Nonetheless, this increase also occurred when Upstart dramatically expanded its lending business. Until 2021, its evaluator only reviewed personal loans, a $162 billion addressable market. But in 2021, Upstart moved into auto loans, a $780 billion market that potentially increases its addressable market fivefold.

It also began to evaluate small business loans, adding another $644 billion in loan volumes to its addressable market. It placed this segment on pause amid the slowdown. However, the company's inability to grow loan volumes amid this expansion is disappointing, even with the massive spike in interest rates.

Reason to sell: Heavy dependence on too few banks

Despite its troubles, the consumer finance stock continues to recruit new lending partners. In 2022, bank and credit union partners in the personal loan segment rose from 42 at the end of 2021 to 92 just one year later. It has also attracted more auto lenders. At the end of 2022, 778 automobile dealerships used its software, up from 410 in the year-ago quarter.

But in spite of these improvements, Upstart remains dependent on two banks. New Jersey-based Cross River Bank originated 51% of Upstart's loans in the fourth quarter, while an unnamed bank claimed 36% of originations. Hence, two banks claim 87% of Upstart's loan volumes, down from 91% in 2021. That leaves Upstart's revenue stream vulnerable to ever larger declines if either bank ends its relationship with the company.

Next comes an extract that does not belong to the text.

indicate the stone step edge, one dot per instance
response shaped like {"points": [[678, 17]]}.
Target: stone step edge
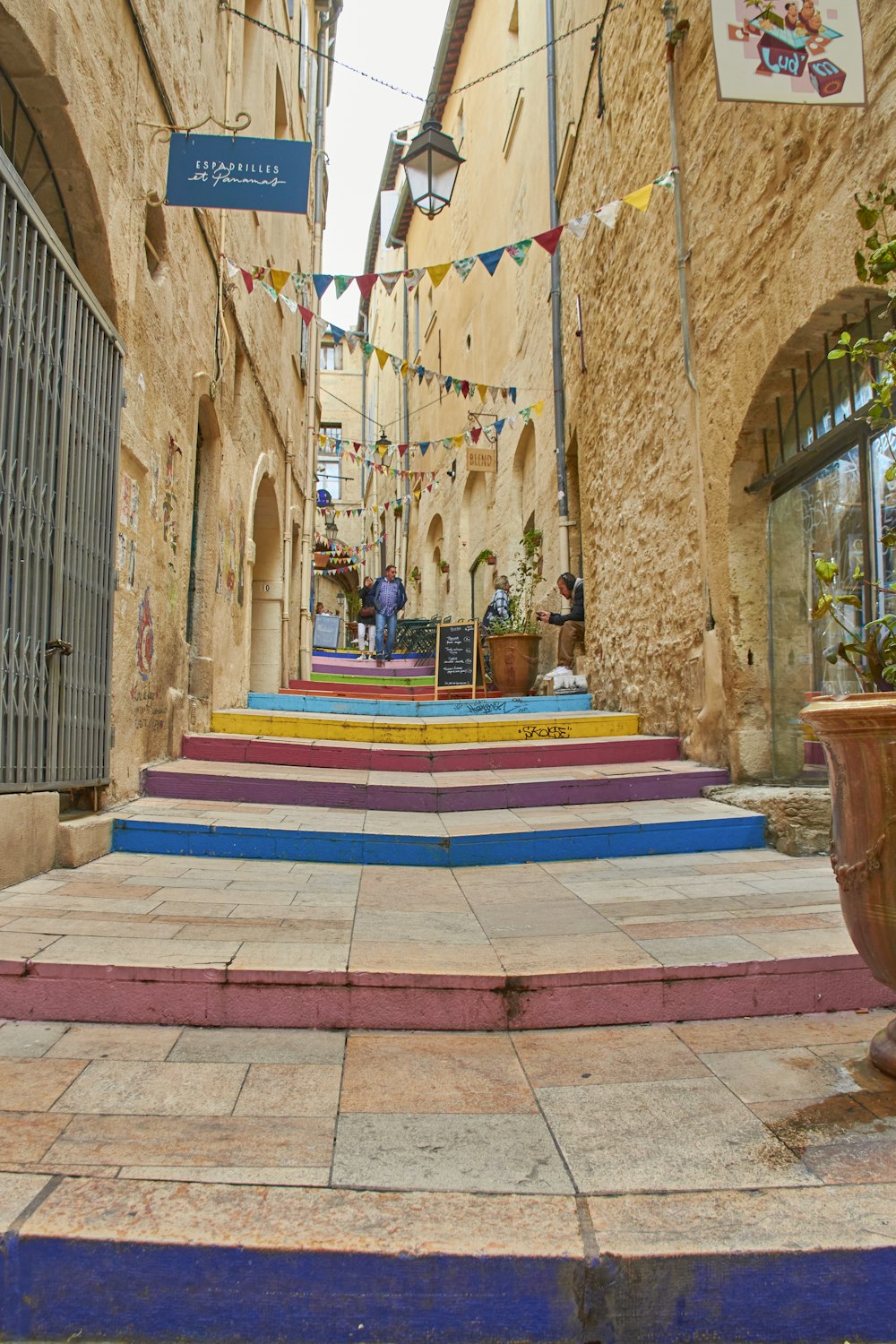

Reason to sell: A compromised business model

Additionally, the rising rates have exposed another weakness in its business model. Upstart marketed itself as a loan evaluator, meaning its mission was to assess creditworthiness, collect a fee for its service, and leave lending to banks.

Still, Upstart's balance sheet shows that it carries more than $1 billion in loans, up from $250 million at the end of 2021 and $78 million in 2020.

The company had carried some loans as it experimented with its artificial intelligence (AI) model. However, when these volumes began to rise early last year, investors sold the stock, and management promised to sell these loans. But with loan volumes continuing to grow, it's called into question whether management will keep Upstart focused on its main purpose.

Reason to buy: Its loan evaluation tool works

That main purpose is a credit to Upstart, as its model appears capable of approving more loans without an increased risk of defaults.

The model was a longtime concern for Upstart bears, since it had not dealt with the stress of a rising-rate environment until recently. But Upstart's comparison with Fair Isaac Corporation's FICO model shows its effectiveness.

For example, borrowers who receive the lowest rating from both FICO (meaning a score of 639 or below) and Upstart (an E rating) default at an 18% rate. But of those with FICO's lowest rating, lenders rated an A+ on Upstart (its highest rating) defaulted only 3.5% of the time. Hence, Upstart's model allows banks to approve more loans without increasing risks, which benefits both banks and borrowers alike.

Loan Risk Separation: Upstart vs. FICO

Image source: Upstart.

Moreover, Upstart continues to upgrade its AI-based models, using more than 1,500 variables to measure creditworthiness and automate the process. Consequently, the Upstart model approves 75% of loans instantly, up from 69% in 2021.

This also compares well to FICO, which came about in 1989 and uses only a few variables. Due to this clear value proposition, it is possible that buying Upstart will eventually turn out to be a genius move.

Should I consider Upstart?

Given its tool's performance, investors should not write off Upstart. With its ability to approve more loans without increasing risks, its model stands a significant chance of transforming its industry. However, with management missteps, rising interest rates hampering growth, and its excessive dependence on two banks, Upstart stock faces significant challenges.

Investors should keep this stock on their watch lists, but until Upstart shows it can overcome some of these problems, they should probably wait to buy shares.